Softbank reported the FY2022 results yesterday and the losses from the vision funds were staggering. More than $35B+ of losses are recorded for SVF1 and SVF2. The Softbank Vision Fund(SVF1), raised in 2017, only produced 12.7% of unrealized returns after 6 years. The Softbank Vision Fund 2(SVF2), raised in 2019, is deeply underwater with a -36.4% return. As an early stage investor, I feel slightly relieved after seeing Vision Funds’ results. I am positive my portfolio performs better than that.

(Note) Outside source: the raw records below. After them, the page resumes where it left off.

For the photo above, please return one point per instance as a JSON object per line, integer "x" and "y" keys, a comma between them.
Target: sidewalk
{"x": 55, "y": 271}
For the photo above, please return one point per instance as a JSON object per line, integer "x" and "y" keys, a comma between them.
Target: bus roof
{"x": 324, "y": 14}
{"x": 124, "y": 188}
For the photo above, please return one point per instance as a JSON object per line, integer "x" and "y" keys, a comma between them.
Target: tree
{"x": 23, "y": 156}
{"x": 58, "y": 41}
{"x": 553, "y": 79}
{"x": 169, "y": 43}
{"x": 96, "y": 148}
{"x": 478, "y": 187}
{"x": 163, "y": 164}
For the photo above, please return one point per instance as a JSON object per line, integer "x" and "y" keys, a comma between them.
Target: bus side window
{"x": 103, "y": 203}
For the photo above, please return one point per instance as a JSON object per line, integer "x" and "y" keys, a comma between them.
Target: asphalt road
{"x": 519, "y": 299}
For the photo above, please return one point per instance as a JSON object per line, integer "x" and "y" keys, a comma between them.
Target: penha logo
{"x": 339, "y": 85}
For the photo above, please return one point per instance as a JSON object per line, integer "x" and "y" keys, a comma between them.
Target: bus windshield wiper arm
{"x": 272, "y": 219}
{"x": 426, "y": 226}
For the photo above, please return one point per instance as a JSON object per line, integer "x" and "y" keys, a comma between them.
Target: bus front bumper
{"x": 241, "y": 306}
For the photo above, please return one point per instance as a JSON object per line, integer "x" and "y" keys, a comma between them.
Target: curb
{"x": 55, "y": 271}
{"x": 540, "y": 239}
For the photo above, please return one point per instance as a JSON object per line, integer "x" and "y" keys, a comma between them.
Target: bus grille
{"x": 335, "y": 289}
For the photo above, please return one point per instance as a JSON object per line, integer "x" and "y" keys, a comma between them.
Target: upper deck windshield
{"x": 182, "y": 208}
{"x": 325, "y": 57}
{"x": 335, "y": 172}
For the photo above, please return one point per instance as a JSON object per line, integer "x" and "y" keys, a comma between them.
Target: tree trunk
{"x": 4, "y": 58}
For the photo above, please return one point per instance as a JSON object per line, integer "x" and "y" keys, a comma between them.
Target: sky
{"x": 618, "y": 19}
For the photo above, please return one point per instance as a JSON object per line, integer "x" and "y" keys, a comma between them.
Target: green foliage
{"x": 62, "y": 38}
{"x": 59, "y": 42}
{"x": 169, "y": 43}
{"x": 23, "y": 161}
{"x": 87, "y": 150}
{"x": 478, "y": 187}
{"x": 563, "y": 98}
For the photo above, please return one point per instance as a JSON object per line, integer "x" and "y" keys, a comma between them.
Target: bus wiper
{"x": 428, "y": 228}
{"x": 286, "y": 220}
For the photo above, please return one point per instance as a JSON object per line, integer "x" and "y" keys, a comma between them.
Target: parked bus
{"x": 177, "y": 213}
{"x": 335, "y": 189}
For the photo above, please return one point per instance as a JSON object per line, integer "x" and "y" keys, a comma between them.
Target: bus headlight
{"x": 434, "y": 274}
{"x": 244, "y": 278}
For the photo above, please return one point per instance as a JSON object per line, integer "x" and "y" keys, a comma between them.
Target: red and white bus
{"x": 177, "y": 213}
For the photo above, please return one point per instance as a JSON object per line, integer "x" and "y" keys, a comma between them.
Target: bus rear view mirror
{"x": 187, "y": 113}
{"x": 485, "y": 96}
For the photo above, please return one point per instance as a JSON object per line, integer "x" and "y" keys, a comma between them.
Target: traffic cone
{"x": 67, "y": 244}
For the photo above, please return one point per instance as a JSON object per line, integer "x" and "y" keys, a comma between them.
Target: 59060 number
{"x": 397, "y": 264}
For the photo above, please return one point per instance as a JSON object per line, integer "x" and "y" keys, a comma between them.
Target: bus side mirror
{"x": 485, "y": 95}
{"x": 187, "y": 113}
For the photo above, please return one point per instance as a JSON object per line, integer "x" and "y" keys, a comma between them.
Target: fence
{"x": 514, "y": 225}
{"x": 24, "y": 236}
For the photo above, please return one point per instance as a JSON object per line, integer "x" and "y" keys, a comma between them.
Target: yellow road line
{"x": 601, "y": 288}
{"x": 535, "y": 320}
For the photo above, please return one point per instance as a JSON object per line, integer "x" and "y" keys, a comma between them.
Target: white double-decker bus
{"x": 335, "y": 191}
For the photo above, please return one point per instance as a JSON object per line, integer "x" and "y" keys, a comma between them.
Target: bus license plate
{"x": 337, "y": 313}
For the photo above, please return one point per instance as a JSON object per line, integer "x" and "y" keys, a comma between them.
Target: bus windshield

As many of you know, venture capital returns have been hit hard after the pandemic years of irrational exuberance. Investors simply put too much money into tech startups too fast with too high valuations from late 2020 to early 2022. Vision funds actually started this over-investment and over-valuation trend with the $100B Vision Fund in 2017. I was very skeptical of the Vision Fund because the math simply wouldn’t work unless they are able to help create at least one trillion dollar company from an early stage. Is it possible? Yeah sure. Is it likely? I don’t think so. But that didn’t stop Masayoshi Son from trying. Masa Son was a legendary investor with big hits like Yahoo! and Alibaba under his belt. But past performance is no guarantee of future results. The Softbank Vision Funds were not set up to succeed as anything less than a trillion dollar hit would be considered a non-success. They simply set the bar too high and there’s no surprise why Vision Funds struggle to deliver adequate performance.

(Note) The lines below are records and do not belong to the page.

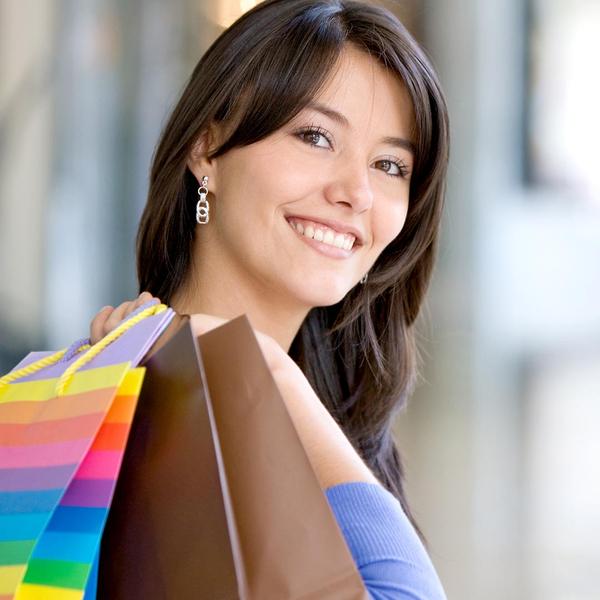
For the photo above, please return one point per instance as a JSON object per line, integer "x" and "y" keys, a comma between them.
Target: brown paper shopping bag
{"x": 217, "y": 498}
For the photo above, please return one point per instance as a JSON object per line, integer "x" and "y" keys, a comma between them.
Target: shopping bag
{"x": 63, "y": 429}
{"x": 217, "y": 498}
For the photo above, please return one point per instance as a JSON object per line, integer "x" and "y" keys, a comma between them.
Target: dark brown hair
{"x": 360, "y": 354}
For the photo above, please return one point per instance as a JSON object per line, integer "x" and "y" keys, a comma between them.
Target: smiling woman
{"x": 320, "y": 134}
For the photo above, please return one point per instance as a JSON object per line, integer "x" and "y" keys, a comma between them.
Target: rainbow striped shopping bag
{"x": 64, "y": 423}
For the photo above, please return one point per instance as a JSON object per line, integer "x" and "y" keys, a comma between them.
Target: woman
{"x": 301, "y": 180}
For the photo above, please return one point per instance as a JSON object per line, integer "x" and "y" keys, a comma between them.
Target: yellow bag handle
{"x": 92, "y": 352}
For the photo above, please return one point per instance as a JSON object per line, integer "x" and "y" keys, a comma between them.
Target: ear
{"x": 199, "y": 163}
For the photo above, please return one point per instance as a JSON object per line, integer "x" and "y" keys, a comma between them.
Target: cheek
{"x": 389, "y": 221}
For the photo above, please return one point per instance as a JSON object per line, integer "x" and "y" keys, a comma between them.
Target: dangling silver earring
{"x": 202, "y": 207}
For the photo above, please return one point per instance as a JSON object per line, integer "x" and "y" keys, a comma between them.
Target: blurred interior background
{"x": 502, "y": 438}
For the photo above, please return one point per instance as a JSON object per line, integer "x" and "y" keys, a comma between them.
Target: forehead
{"x": 369, "y": 96}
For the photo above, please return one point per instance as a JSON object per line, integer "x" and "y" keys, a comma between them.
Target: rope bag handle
{"x": 152, "y": 307}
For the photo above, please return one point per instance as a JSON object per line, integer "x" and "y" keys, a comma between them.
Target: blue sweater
{"x": 387, "y": 550}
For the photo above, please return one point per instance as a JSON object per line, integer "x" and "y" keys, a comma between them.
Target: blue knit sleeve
{"x": 386, "y": 548}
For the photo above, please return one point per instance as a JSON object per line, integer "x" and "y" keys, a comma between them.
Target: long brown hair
{"x": 360, "y": 354}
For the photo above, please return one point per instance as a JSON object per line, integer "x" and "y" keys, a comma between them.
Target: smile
{"x": 325, "y": 240}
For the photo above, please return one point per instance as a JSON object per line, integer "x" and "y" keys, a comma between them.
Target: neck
{"x": 229, "y": 297}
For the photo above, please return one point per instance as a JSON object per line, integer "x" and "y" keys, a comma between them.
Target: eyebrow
{"x": 402, "y": 143}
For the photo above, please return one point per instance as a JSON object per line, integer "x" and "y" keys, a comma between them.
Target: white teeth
{"x": 327, "y": 237}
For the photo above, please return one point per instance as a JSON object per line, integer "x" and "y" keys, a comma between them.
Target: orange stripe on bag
{"x": 112, "y": 436}
{"x": 121, "y": 410}
{"x": 49, "y": 432}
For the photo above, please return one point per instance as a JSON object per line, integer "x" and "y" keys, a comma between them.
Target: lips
{"x": 336, "y": 226}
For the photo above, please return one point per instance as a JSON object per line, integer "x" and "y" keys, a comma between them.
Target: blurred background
{"x": 502, "y": 439}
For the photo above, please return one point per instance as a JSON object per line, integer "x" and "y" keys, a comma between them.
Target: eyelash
{"x": 404, "y": 172}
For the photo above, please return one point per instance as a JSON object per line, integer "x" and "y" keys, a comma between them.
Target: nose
{"x": 351, "y": 187}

Many tech people have been hit hard by the tech crash since last year. The carnage is far beyond the crash of growth stocks and cryptos. AFAIK, many investors are stuck with illiquid startup investments which are extremely hard to unwind. Their stories and, to some extent, my stories are pretty similar to Softbank’s balance sheet. I am sure Softbank can get through this tough period. I am confident I can handle it. But like the dotcom bust, a non-trivial number of tech folks won’t be able to recover financially from this. The bust cycle of private investments is just getting started and it’s going to last a while as we are going through the liquidity crunch post ZIRP/QE. We are going to see more high-profile flameouts and more articles like this. But there will always be another boom after the bust. We must go through the pains to have future gains.